[#1579][part-1] fix(spark): Adjust reassigned time to ensure that all previous data is cleared for stage retry #1584

zuston · 2024-03-15T03:14:03Z

What changes were proposed in this pull request?

clear out previous stage attempt data synchronously when registering the re-assignment shuffleIds.

Why are the changes needed?

If the previous stage attempt is in the purge queue in shuffle-server side, the retry stage writing will cause
unknown exceptions, so we'd better to clear out all previous stage attempt data before re-registering

This PR is to sync remove previous stage data when the first attempt writer is initialized.

Does this PR introduce any user-facing change?

No.

How was this patch tested?

Existing tests.

zuston · 2024-03-15T03:18:41Z

cc @dingshun3016 @yl09099 PTAL

github-actions · 2024-03-15T03:27:35Z

Test Results

2 433 files ±0 2 433 suites ±0 5h 0m 35s ⏱️ - 1m 8s
934 tests ±0 933 ✅ ±0 1 💤 ±0 0 ❌ ±0
10 828 runs ±0 10 814 ✅ ±0 14 💤 ±0 0 ❌ ±0

Results for commit 61e2a9b. ± Comparison against base commit fd64d9d.

♻️ This comment has been updated with latest results.

zuston · 2024-03-15T03:54:16Z

After rethinking this, I think the reassignAllShuffleServersForWholeStage could be invoked by the retry writer rather than previous failed writer that could ensure no older data into server after re-register.

codecov-commenter · 2024-03-22T08:50:59Z

Codecov Report

Attention: Patch coverage is 3.29670% with 352 lines in your changes are missing coverage.

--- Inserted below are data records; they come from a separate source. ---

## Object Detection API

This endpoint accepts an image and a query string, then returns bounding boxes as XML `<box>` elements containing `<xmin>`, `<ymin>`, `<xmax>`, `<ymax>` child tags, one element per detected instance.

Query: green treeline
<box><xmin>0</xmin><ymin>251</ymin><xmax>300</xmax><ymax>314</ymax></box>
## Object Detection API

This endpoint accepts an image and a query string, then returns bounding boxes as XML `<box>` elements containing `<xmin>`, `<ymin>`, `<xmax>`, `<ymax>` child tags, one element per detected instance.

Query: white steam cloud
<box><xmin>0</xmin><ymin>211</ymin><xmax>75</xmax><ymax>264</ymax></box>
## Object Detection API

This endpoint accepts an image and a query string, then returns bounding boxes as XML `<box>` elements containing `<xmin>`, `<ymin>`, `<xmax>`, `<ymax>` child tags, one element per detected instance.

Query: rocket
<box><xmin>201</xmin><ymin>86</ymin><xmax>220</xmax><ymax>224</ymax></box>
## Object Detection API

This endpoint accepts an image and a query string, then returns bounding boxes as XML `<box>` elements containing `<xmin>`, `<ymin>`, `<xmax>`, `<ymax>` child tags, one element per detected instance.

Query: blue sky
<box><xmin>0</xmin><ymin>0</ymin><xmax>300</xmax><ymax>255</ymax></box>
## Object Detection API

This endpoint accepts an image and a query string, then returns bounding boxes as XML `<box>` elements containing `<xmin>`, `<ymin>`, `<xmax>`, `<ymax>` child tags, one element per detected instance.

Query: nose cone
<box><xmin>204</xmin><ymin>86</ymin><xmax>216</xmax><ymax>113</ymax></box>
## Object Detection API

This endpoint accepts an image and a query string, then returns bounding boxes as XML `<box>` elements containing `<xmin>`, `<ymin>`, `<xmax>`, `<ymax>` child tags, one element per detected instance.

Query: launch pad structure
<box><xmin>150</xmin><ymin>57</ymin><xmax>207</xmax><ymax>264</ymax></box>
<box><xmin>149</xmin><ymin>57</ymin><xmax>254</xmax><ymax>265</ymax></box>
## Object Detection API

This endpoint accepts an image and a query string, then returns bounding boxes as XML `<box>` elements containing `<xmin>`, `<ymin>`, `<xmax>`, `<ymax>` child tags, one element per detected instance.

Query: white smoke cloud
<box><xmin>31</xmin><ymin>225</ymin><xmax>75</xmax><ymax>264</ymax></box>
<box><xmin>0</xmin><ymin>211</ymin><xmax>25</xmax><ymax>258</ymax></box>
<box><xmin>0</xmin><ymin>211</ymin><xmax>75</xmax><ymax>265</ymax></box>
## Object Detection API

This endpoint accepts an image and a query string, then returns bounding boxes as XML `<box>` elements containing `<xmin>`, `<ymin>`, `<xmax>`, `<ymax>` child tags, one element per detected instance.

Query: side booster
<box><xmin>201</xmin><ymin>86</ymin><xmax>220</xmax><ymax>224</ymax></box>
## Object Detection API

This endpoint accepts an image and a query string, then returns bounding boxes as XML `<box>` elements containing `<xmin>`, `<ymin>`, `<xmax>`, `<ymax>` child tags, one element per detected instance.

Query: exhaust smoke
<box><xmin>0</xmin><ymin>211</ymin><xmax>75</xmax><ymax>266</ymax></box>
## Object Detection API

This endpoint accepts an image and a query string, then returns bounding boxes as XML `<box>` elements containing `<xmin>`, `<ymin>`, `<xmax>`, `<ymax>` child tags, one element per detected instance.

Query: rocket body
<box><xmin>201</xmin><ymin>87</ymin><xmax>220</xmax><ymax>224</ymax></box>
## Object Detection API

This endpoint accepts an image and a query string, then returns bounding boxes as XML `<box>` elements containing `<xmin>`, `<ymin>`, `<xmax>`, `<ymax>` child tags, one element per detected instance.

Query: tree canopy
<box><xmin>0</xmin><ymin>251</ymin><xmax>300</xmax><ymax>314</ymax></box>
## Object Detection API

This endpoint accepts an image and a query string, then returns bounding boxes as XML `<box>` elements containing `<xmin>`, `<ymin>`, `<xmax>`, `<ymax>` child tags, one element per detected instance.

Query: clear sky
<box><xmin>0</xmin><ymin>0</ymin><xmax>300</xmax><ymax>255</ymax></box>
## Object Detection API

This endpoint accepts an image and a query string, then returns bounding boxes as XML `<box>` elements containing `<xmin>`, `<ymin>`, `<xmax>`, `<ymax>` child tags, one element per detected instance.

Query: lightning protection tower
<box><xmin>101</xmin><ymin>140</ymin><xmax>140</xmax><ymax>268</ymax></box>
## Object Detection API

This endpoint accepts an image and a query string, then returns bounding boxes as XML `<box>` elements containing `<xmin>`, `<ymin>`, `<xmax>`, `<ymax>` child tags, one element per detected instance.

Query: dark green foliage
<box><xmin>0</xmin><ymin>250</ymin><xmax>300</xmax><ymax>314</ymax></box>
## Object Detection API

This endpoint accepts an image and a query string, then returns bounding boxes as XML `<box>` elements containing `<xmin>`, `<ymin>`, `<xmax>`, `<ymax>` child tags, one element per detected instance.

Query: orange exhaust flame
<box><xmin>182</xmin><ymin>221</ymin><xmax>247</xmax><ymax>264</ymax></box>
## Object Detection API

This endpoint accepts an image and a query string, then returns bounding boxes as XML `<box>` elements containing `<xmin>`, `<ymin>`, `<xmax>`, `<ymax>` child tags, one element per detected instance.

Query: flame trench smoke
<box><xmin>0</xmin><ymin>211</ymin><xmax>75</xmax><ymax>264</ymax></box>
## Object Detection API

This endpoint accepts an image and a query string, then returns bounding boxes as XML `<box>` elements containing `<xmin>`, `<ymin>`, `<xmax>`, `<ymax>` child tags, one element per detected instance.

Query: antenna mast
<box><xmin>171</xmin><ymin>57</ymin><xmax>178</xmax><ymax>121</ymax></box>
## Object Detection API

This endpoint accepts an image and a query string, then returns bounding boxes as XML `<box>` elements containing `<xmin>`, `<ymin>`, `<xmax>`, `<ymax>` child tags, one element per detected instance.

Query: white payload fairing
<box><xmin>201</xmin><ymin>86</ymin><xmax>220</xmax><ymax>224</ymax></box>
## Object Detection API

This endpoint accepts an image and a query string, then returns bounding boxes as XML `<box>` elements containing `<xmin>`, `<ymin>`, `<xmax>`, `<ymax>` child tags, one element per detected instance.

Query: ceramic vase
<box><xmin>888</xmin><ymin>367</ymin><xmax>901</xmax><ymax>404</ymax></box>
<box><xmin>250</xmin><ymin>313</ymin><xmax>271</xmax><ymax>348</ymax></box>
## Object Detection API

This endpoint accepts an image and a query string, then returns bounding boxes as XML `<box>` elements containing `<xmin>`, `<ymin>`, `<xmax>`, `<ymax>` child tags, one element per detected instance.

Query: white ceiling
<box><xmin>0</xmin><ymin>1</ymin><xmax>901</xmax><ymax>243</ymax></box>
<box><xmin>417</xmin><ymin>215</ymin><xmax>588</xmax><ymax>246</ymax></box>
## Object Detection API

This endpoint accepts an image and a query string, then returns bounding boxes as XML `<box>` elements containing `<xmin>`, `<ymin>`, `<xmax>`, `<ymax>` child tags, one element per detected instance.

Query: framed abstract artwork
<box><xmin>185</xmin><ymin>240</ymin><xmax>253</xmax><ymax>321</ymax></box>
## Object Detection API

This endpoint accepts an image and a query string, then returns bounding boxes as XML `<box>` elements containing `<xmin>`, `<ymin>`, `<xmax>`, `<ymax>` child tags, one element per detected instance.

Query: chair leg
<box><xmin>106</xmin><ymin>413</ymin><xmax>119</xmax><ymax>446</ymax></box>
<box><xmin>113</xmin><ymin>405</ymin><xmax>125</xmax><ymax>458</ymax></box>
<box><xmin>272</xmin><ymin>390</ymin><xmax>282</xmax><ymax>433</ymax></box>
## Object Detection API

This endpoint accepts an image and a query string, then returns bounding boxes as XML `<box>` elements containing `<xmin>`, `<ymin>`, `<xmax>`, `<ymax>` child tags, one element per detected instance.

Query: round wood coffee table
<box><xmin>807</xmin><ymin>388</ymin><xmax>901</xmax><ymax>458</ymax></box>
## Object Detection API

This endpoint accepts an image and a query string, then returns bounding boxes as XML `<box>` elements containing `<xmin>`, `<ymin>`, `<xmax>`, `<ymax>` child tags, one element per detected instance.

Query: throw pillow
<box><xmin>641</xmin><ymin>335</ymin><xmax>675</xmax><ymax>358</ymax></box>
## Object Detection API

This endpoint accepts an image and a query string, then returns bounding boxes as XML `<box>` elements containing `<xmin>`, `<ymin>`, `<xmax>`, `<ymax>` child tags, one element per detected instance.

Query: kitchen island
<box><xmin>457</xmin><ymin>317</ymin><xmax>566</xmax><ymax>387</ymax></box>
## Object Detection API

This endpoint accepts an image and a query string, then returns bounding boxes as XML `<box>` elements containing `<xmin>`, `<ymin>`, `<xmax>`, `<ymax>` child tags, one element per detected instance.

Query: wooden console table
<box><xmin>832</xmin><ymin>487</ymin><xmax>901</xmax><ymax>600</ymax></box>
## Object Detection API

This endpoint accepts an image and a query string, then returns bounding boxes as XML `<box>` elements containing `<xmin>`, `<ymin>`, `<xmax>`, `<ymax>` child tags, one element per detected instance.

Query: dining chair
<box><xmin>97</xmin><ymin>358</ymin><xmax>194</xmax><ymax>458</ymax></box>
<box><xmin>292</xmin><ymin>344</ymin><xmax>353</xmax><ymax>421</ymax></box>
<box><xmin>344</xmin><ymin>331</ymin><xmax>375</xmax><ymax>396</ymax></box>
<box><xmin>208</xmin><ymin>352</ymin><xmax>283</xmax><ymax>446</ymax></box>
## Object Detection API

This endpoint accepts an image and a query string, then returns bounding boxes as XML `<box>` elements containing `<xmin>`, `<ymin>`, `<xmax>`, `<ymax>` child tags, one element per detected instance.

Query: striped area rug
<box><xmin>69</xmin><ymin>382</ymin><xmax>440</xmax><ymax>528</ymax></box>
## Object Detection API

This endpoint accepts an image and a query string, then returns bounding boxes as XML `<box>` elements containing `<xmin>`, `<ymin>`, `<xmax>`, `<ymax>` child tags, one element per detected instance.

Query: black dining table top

Please review.

Project coverage is 53.42%. Comparing base (6f6d35a) to head (5c9d9e3).
Report is 34 commits behind head on master.

Files	Patch %	Lines
...uniffle/shuffle/manager/RssShuffleManagerBase.java	0.00%	187 Missing ⚠️
.../shuffle/handle/StageAttemptShuffleHandleInfo.java	0.00%	43 Missing ⚠️
...pache/uniffle/server/ShuffleServerGrpcService.java	0.00%	32 Missing ⚠️
.../apache/spark/shuffle/RssStageResubmitManager.java	0.00%	22 Missing ⚠️
...spark/shuffle/handle/MutableShuffleHandleInfo.java	0.00%	22 Missing ⚠️
...niffle/server/netty/ShuffleServerNettyHandler.java	0.00%	9 Missing ⚠️
...ffle/client/request/RssRegisterShuffleRequest.java	0.00%	7 Missing ⚠️
...fle/shuffle/manager/ShuffleManagerGrpcService.java	0.00%	6 Missing ⚠️
...ffle/client/impl/grpc/ShuffleServerGrpcClient.java	0.00%	6 Missing ⚠️
...ffle/client/request/RssSendShuffleDataRequest.java	0.00%	5 Missing ⚠️
... and 6 more

Additional details and impacted files

@@             Coverage Diff              @@
##             master    #1584      +/-   ##
============================================
- Coverage     54.86%   53.42%   -1.45%     
- Complexity     2358     2943     +585     
============================================
  Files           368      435      +67     
  Lines         16379    23768    +7389     
  Branches       1504     2208     +704     
============================================
+ Hits           8986    12697    +3711     
- Misses         6862    10290    +3428     
- Partials        531      781     +250

☔ View full report in Codecov by Sentry.
📢 Have feedback on the report? Share it here.

jerqi · 2024-03-22T10:20:36Z

It's dangerous to delete the failed data of the stage when we retry. It's hard to reach the condition to delete the data. We should rely on the data skip to avoid reading the failure data.

zuston · 2024-03-22T10:22:34Z

It's dangerous to delete the failed data of the stage when we retry. It's hard to reach the condition to delete the data.

Could you describe more?

server/src/main/java/org/apache/uniffle/server/ShuffleTaskManager.java

jerqi · 2024-03-23T12:40:31Z

It's dangerous to delete the failed data of the stage when we retry. It's hard to reach the condition to delete the data.

Could you describe more?

There may be some tasks will write legacy data to the shuffle server after you delete the shuffle data. Because although we resubmit the stage, some tasks for last attempt may write the data. Spark doesn't guarantee that all tasks will be ended from last attempt although you have started the newest attempt.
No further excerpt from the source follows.